Sarah Florer (12:37.168)
Hmm.
Zane Schartz (12:58.097)
to them on a pretty platter and sell it to them and go rinse and repeat. So we're basically doing all the hard work for them on kind of a smaller scale, but when you combine a bunch of small fish onto a big platter, it might create a big enough fish for them to want to buy it.
Sarah Florer (13:11.674)
Hmm. Hmm. That's interesting.
Roland Wiederaenders (13:14.059)
Well, Sarah, you where my mind was going is just thinking about, you know, getting into the specifics so that people could learn about what it means to invest in a fund like this, because you've got a target, right, Zane, of 20 properties, but you've only, you've bought 11 already. So if I'm an investor coming in, I guess you have an open investment period and then a period during which you're going to be deploying capital and then a horizon for
harvest and potentially selling out the portfolio like you were just saying. So I think it would be interesting for people to hear that, you know, if you want to invest in a fund like this, this is the, these are the terms, these are sort of representative terms that you're going to get.
Zane Schartz (13:58.65)
Yeah.
So I think like a really good thing to mention, a lot of investors don't really fully understand this, is when you buy into a fund, you are getting the diversification of a fund. So you're not buying one apartment complex in Dallas, Texas, where you know, hey, this is the 200 unit apartment complex. This is where my money's going. I know exactly the asset. I know exactly the game plan. I know exactly like what their projections are and what their game plan is. You may fall short of that or you may exceed them, but it's easier to kind of paint that picture.
is what we're painting. For us, we do a blind pool raise, meaning, we have a set box, a set criteria where we say we are looking for, we're looking for, and we're projecting to buy, you know, these tenants, investment grade tenants like Dollar General, Starbucks, Kroger, Walmart.
Sherwin-Williams, those types of tenants in these regions, but we don't know what's going to be on the market. We don't know if there's not going to be any Starbucks on the market over the next six months, if there's not going to be any Sherwin-Williams that fit our yield criteria. There's a lot that goes into it. When I'm looking at 200 deals a week, there's maybe only one or two that might even fit our buy box and we make offers on them and we may not get them. So that's the first thing is it's a blind pool and you don't know exactly the properties you're getting, but you know kind of the box that they're
going to fit in and the kind of the impetus of who is in control of it relies on us at Freedom and you're trusting our experience essentially. And then
Zane Schartz (15:31.569)
from a timing standpoint, you said, we're buying 20 properties. So that's another thing, that's a projection, kind of anywhere from 10 to 20 properties, it's a blind pool raise. So if we raise $0, we'll buy zero properties. If we raise enough properties to buy one asset, we'll have one in it. Kind of our expectation is that we have 10 to 20, I think we'll kind of be in the 14 to 16 range, because we are closing the fund in the next few months before the end of 2025. But yeah, so there's just a lot of, with a fund,
a lot of like ambiguity for lack of better terms but if you're if you're a good investor you should read the PPM and know what the limitations are and what that quote-unquote buy box is for them and really you got to put trust into the operator so doing your due diligence into the operator looking at their track record and experience is a big thing but
on any of these deals, it's projections. You could even go to buy a single unit multifamily property of 200 units and they could say, hey, you know, we're looking to buy this for $20 million and we think we're going to get a 70 % loan. you know, with this, our returns are going to be XYZ, but they might not get a 70 % loan. They might only get a 65 % loan and you've already funded your investment or, you know, there's just a lot that can happen.

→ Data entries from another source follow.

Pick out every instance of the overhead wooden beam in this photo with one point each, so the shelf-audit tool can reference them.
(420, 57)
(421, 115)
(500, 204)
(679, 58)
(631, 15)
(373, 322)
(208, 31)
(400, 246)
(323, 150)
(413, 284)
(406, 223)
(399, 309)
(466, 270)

syndication or whatever you want to call it, the multifamily or real estate private equity space. Like there's just a lot of things that happen, but hopefully that answers your question. Long-winded answer. Yeah. So cool.
Sarah Florer (16:59.886)
That's a great answer, actually.
Roland Wiederaenders (17:03.115)
I guess the term specifically, like how long should people expect to have their money with you?
Zane Schartz (17:08.772)
Yeah. So for us, probably three to five years, it, in, again, that's market dependent. So if, if interest rates go up, cap rates will go up and our values will go down. if interest rates go down, cap rates will compress and our values will go up. So it's kind of like the good thing about what we have though, is that we have set rent and we have set debt. have fixed rate debt.

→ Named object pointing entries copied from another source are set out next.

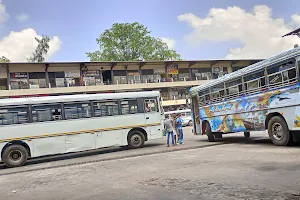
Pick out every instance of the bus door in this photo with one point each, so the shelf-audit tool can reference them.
(196, 116)
(153, 116)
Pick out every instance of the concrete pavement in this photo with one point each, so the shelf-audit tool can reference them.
(238, 169)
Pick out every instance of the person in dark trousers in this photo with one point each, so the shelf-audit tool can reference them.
(169, 129)
(178, 125)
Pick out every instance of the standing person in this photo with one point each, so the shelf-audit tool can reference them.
(169, 129)
(176, 135)
(178, 124)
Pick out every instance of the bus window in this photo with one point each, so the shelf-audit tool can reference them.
(129, 107)
(41, 113)
(254, 81)
(217, 91)
(234, 88)
(282, 73)
(106, 108)
(77, 110)
(151, 105)
(14, 115)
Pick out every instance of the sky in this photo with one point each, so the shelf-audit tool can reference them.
(215, 29)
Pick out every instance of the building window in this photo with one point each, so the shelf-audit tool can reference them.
(184, 75)
(37, 80)
(56, 79)
(120, 77)
(147, 75)
(19, 80)
(133, 76)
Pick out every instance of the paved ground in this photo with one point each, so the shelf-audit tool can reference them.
(233, 169)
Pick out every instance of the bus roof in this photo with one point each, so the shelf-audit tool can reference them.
(77, 97)
(247, 70)
(177, 111)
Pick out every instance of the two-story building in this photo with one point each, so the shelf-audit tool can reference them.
(171, 78)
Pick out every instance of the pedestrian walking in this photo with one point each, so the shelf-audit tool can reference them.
(169, 129)
(178, 125)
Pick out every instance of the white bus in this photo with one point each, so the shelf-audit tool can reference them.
(38, 126)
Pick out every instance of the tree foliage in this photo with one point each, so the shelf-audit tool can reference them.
(3, 59)
(41, 50)
(130, 42)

and essentially fixed rate income. So we know what we're going to be able to cash flow. We can weather any storm and we will still cash flow for X amount of years until we're ready to roll up and sell. That's a lot different than multifamily because multifamily rates and rental rates can fluctuate, storage unit rates can fluctuate, know, insurance can go up and your NOI can get pounded, taxes can go up, you can get pounded. So there's just a lot of variables that happen and other things that, and ours, we're fully reimbursed for taxes and insurance. You know, we're fully reimbursed for
Cam, like a lot of our deals are absolute triple net where we do nothing. We have set income for 10 years. We have fixed rate debt for five to seven years. Like we know what we're going to have and we're just waiting on the market to time to get out. So three to five years is kind of our expectation. But if the market's ready in 12 months, we'll sell it. If the market's ready, not for six years, we'll wait and we can weather the storm. So it's kind of like whatever's best for investors will do. And we like having the freedom of we're not set to a certain time. We're not set to a certain exit date.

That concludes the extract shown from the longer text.